Well Bob, about the only thing not said was stick with sand paper. Deciding on a stone type is like deciding on the color of a dress shirt. 
1. who likes wearing dress shirts
2. each store has a different brand, color and fabric
3. cost doesn't always equate
4. and again, who likes wearing dress shirts


----------



## rustynails (Jun 23, 2011)

Anyone using ceramics stones? I have heard good things about them, much like the DMT diamond stones.


----------



## RGtools (Feb 18, 2011)

There are more opinions about this subject than just about anything else.
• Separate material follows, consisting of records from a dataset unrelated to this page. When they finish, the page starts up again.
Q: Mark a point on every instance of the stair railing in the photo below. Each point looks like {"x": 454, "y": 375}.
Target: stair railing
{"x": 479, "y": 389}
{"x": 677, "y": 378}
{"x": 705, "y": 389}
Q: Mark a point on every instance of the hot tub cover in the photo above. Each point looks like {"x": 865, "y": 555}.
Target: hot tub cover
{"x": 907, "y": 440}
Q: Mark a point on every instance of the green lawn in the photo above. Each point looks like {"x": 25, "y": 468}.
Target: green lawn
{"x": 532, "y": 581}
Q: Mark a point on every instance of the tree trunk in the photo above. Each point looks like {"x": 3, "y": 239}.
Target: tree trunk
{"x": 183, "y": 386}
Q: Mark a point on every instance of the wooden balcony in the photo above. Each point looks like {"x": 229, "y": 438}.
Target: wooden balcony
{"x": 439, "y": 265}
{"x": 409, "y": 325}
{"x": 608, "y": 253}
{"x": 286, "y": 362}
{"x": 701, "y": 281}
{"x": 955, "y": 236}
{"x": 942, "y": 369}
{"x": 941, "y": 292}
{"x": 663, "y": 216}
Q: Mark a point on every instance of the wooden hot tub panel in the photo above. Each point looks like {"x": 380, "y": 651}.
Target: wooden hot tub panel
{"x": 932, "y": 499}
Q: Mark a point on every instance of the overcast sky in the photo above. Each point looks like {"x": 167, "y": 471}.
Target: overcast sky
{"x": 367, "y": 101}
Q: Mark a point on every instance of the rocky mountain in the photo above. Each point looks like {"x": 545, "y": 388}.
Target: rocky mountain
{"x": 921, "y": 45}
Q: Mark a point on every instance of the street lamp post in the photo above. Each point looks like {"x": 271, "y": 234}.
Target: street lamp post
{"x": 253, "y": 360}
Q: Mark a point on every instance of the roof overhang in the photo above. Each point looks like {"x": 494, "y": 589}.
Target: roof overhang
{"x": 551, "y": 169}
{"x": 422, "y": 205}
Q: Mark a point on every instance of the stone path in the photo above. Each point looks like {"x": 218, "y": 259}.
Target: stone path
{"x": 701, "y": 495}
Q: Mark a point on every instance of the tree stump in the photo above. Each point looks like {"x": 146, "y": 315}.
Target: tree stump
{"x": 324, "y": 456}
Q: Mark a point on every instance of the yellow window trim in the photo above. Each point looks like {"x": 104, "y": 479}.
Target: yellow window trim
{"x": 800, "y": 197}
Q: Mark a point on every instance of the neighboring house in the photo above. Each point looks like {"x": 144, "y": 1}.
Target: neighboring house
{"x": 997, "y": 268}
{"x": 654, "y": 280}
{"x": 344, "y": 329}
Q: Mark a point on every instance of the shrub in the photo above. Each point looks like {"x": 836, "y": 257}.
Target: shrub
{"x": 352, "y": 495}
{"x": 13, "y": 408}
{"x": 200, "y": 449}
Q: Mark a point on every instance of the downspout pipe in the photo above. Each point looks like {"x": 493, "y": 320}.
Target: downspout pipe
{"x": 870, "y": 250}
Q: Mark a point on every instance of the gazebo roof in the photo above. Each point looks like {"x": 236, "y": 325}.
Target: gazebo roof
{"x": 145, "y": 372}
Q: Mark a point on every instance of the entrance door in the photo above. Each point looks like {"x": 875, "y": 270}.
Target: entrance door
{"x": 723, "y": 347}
If you are interested in my take on possible sharpening methods take a look. http://lumberjocks.com/RGtools/blog/25281

In brief…pick a system that you like that gets you to a razor sharp edge…they all work, you just need to find the one that works for you.


----------



## BobD4950 (Aug 30, 2010)

Thanks Ryan. I checked out your blog. Good info. Guess I just have to pull the trigger on one system and see how it works for me. I want to start sharpening freehand so I may end up with the waterstones and strop. By the way, I've been following your Occasional Table class because I'm moving away from power tools completely. Good job and thanks.


----------



## handyrandyrc (Feb 3, 2012)

I use the Spyderco ceramic stones-the regular and fine stones. They are fantastic.


----------



## Sirgreggins (Apr 12, 2012)

i currently have waterstone and just saw a dia-sharp extra fine stone on sale for ~$25. What grit is the equivalent to? Does the extra fine stone replace a 6000 or 8000 grit stone? thanks


----------



## donwilwol (May 16, 2011)

Extra-Extra Coarse
Extreme repair of a very damaged edge (120 mesh, 120 micron)

Extra Coarse
Fix and restore a damaged edge (220 mesh, 60 mircron)

Coarse
Quickly sharpen a neglected edge (325 mesh, 45 micron)

Fine
Put a keen edge on a maintained tool (600 mesh, 25 micron)

Extra Fine
Sharpen to a razor edge (1200 mesh, 9 micron)

Ceramic
Start a polished and refined edge (2200 mesh, 7 micron)

Extra-Extra Fine
Extra fine polish to an extreme edge (8000 mesh, 3 micron)


----------



## starringemma (Aug 15, 2012)

sorry wrong thread, deleting


----------



## donwilwol (May 16, 2011)

Emma, for $30, you didn't do great, but you didn't do bad either. The 102 is one of the nicest little apron blocks around.

The craftsman #6 can be whipped up into a nice user as well.

As for the handyman, well…..it can be made to work. The last one I bought I paid $2 for. I've restored several and decided the next time a vendor offers me one for $2, I'm going to pay him the $2 and ask him ti give it to the next guy that shows interest.


----------



## starringemma (Aug 15, 2012)

I wonder if you could go to a company that makes head stones and pick up some of there flat scrap granite and and use them as sharpening stones?


----------